I think the main reason for pandas doing that is because the actual class constructor is often doing too much (like type inference, which we don't want on unpickle)
@BenjaminBossan
This is not the sklearn TargetEncoder, so it's not really in scope for skops to support it, right?
I'd argue that it is. We support xgboost, catboost, quantile_forest, etc. Basically, the sklearn ecosystem, and sklearn compatible estimators are certainly in that ecosystem.
@jorisvandenbossche
For example, if it just stores the unique values as an pd.Index object (the error traceback above was about the index), it might be sufficient to support that through the existing support of numpy arrays (if you get the numpy array of an Index and serialize that / reconstruct it from that, I think that should already cover quite some of the use cases)
That's a very good point. We'd need to check what exactly needs to be persisted. (Maybe @lazarust would be happy to check?)
I think the main reason for pandas doing that is because the actual class constructor is often doing too much (like type inference, which we don't want on unpickle)
One can use this pattern for instance, to avoid calling the constructor:
obj = Obj.__new__(**new_args)
obj.__setstate__(**state_from__getstate__)
I'd argue that it is. We support xgboost, catboost, quantile_forest, etc. Basically, the sklearn ecosystem, and sklearn compatible estimators are certainly in that ecosystem.
Yes, the idea is to also support the sklearn ecosystem. But I think that when it comes to this, it's a matter of trade-offs, i.e. how popular is the package vs how difficult is it to support it. In the end, it's up to you to make the call, however, I would certainly not want to support all of pandas just for category_encoders.TargetEncoder.
I think sooner or later we need to support pandas since it's used in the ecosystem quite a lot, and this TargetEncoder is probably not the only one storing pandas attributes.

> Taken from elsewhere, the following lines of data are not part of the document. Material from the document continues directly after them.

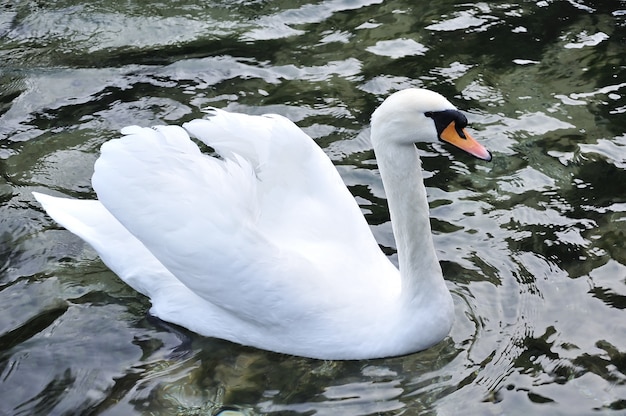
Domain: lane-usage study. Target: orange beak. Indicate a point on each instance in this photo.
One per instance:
(467, 143)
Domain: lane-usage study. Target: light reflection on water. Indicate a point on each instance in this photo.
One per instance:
(531, 244)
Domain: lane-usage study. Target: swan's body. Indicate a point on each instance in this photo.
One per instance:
(265, 246)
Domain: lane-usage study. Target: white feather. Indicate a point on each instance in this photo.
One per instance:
(265, 246)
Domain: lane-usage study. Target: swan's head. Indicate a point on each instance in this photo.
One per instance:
(417, 115)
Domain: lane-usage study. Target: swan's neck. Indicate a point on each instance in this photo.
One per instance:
(401, 172)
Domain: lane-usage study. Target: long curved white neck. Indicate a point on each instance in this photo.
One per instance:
(401, 172)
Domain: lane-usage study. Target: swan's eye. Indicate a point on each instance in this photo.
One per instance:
(443, 119)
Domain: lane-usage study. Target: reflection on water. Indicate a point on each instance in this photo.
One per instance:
(532, 245)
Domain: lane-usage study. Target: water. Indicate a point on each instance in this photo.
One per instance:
(532, 244)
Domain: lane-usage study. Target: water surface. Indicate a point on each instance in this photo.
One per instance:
(532, 244)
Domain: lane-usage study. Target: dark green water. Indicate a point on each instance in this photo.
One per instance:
(532, 244)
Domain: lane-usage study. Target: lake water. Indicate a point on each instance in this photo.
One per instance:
(532, 244)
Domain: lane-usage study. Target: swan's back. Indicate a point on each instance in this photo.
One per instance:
(269, 226)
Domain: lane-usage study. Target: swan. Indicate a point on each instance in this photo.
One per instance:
(264, 245)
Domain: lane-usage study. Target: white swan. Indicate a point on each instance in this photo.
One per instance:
(265, 246)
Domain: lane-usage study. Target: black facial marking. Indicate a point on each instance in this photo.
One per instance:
(443, 119)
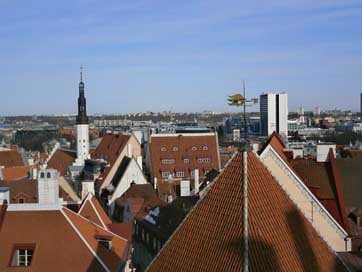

However, I'm tempted to use fastparquet as a soft dependency for that, to lower maintenance burden here. Also, I checked polars and there there's a native (to polars) parquet writer/reader which we can use for polars dataframes. That makes our dataframe persistence somewhat consistent.
I'd be happy to look into what needs to persist (it may take me a week or so due to the holidays)!
@adrinjalali
However, I'm tempted to use fastparquet as a soft dependency for that, to lower maintenance burden here.
I think that if we want to support Pandas more broadly, it may make more sense to use parquet rather than fiddling around making sure the right things are getting persisted for each class using pandas data types as attributes.
@adrinjalali I've dug through this a little bit and it seems that category_encoders is using Pandas' Index objects to store unique values.
I agree with @jorisvandenbossche and store it as a numpy array and reconstruct from that would make sense.
What are y'alls thoughts? I do think adding fastparquet would be a more "full featured" solution that would probably require less edge case fixing if other libraries need more than just the Index.